By rickyjames, Section News Posted on Wed Nov 12, 2003 at 07:40:41 AM PST
In a potentially serious blow to future lunar colonization efforts, new radar measurements of the poles of Earth's moon show no signs of water there in the permanent shade and shadow of deep craters. Such radar measurements by the Arecibo Radio Telescope in Puerto Rico had previously discovered polar ice deposits on distant Mercury, but similar signals from our Moon are absent.
Lunar ice had been suspected from indirect radiation measurements in the 1990s by NASA's Lunar Prospector orbiter. At a distance of tens of miles above the lunar poles, that spacecraft detected high levels of hydrogen. The most probable source of such hydrogen was believed at that time to be shaded water in the form of surface and sub-surface ice. Now, direct probing to a depth of twenty feet of that part of the lunar surface by radar beams has failed to confirm the earlier hypothesis of polar ice. The moon's orientation means only about 20 percent of its shadowed polar craters can be probed by Earth-based radar, but Bruce Campbell of the Smithsonian Institution's Center for Earth and Planetary Studies believes it is unlikely that large slabs of ice are hidden in the inaccessible areas.
"It certainly would have been nice to find some sort of lunar skating rink, or thick layers of ice, but it looks like it's just not there," he said.

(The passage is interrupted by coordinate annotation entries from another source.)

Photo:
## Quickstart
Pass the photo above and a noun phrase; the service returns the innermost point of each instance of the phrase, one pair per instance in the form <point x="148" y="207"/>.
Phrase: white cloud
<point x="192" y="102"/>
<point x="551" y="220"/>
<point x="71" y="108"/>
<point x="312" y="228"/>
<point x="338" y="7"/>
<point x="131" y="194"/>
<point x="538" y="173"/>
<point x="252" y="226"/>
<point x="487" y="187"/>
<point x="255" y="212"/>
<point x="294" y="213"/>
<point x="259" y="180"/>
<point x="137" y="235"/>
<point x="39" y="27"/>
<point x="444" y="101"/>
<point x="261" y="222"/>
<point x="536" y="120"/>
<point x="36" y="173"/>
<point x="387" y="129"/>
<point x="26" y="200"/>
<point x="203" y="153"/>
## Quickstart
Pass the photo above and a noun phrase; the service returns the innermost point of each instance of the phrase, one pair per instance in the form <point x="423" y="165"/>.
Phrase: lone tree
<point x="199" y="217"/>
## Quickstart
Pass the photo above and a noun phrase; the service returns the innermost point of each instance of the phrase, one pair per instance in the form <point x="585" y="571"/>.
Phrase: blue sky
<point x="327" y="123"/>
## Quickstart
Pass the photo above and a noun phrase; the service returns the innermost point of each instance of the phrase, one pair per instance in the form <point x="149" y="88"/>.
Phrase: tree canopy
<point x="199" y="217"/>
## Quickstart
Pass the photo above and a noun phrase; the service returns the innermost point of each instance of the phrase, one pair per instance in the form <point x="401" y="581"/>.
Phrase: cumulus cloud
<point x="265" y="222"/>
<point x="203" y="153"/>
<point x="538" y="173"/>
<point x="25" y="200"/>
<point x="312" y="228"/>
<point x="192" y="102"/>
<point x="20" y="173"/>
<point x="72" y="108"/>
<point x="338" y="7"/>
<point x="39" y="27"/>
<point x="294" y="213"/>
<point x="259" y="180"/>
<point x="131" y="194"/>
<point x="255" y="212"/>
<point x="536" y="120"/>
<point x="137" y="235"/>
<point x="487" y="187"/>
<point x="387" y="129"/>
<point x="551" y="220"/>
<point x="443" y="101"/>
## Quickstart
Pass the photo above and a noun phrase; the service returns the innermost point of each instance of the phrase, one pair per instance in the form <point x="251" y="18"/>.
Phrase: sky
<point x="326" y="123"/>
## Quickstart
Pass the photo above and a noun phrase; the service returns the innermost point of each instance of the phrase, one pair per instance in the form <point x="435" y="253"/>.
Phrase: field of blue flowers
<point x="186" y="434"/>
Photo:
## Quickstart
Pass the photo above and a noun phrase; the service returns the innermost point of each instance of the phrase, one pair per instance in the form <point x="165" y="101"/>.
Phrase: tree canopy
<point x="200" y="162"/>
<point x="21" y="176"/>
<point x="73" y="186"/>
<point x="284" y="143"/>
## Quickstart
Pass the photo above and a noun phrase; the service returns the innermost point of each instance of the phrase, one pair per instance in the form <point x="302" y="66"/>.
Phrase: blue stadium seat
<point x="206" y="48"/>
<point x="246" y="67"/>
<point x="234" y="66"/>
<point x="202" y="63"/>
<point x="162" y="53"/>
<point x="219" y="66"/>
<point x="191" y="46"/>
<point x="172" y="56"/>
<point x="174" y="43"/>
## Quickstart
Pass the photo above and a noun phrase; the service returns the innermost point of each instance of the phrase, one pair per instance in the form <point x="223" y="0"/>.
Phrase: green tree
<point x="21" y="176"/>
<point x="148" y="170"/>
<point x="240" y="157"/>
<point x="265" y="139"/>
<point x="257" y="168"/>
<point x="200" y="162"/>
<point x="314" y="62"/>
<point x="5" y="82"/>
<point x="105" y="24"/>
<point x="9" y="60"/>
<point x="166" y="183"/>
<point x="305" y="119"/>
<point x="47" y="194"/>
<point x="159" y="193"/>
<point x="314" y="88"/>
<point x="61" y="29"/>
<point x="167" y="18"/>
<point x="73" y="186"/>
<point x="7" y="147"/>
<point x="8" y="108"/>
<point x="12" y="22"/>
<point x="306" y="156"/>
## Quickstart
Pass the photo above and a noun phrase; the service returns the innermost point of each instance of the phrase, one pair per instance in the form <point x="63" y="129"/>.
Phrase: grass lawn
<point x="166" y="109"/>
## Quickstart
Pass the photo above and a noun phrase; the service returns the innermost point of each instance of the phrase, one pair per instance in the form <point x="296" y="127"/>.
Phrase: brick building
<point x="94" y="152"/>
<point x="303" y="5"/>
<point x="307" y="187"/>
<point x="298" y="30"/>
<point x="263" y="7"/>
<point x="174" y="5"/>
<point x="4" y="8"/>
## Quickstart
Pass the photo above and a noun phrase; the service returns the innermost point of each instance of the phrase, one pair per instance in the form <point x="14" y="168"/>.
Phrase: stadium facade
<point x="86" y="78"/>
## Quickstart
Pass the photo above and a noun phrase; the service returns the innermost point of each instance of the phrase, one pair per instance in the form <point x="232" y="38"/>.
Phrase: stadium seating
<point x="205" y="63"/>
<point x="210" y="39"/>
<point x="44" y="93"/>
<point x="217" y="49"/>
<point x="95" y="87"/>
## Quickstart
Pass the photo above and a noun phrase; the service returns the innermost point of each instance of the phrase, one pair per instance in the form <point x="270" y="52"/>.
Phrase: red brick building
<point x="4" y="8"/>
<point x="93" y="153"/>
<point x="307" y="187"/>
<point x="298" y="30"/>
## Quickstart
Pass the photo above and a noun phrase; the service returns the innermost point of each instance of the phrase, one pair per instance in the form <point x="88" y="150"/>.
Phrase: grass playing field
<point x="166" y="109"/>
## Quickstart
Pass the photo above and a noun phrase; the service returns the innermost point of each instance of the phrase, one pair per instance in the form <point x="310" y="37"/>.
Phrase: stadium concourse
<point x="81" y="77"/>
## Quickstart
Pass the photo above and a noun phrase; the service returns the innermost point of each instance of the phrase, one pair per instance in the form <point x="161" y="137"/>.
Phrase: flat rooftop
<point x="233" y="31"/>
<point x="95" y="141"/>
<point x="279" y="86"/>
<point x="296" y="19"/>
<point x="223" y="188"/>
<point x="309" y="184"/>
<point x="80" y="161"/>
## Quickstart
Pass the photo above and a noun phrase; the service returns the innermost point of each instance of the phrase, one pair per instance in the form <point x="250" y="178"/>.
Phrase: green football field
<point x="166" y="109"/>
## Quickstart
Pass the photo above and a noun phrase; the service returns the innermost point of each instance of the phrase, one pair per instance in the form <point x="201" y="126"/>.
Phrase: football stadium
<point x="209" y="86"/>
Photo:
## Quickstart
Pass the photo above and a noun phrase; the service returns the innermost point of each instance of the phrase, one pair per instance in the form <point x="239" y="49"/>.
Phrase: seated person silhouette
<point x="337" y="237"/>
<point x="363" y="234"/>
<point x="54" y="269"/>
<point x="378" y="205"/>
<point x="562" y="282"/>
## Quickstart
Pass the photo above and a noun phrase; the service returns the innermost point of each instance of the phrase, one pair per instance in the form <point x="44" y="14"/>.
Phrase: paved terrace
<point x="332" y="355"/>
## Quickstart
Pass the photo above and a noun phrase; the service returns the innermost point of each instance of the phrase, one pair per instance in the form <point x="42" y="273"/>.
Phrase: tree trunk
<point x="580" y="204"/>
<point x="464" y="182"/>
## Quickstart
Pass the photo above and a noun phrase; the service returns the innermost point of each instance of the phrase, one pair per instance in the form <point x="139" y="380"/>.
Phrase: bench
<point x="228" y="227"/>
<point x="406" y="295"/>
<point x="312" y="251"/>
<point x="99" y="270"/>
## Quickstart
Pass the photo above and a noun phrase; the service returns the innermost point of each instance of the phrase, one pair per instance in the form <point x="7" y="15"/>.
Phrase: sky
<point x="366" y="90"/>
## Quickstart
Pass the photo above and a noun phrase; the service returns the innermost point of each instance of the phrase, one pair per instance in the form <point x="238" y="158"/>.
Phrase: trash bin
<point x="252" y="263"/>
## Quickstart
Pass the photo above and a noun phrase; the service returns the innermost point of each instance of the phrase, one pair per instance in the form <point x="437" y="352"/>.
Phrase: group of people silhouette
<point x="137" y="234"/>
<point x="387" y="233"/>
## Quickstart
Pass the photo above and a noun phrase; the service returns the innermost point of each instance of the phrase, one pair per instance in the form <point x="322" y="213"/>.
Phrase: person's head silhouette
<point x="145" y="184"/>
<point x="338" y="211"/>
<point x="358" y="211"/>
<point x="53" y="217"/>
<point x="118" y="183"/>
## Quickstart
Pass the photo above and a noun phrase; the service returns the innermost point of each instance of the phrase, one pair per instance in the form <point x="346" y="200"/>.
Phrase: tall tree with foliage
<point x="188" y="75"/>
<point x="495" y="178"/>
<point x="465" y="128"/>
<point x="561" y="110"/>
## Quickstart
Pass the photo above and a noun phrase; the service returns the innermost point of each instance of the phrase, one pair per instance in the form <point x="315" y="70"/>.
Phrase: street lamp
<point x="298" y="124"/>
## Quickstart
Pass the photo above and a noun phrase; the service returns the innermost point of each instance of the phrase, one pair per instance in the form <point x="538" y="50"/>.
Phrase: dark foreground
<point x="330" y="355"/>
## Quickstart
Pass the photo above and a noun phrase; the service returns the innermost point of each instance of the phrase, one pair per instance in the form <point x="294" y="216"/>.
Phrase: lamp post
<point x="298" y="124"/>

Writing in the current issue of Nature, researchers wrote, "We find that areas of the crater floors at the poles that are in permanent shadow from the Sun, which are potential cold traps for water or other volatiles, do not give rise to strong radar echoes like those associated with thick ice deposits in the polar craters on Mercury".
The earlier radiation measurements indicative of hydrogen remain unexplained. Further radiation measurements by NASA's Lunar Prospector are not possible because the probe was deliberately crashed into the lunar surface at the end of its mission. However, ESA's SMART-1 spacecraft en route to the Moon carries an infrared spectrometer to make further radiation measurements that may shed additional insight into the current puzzle.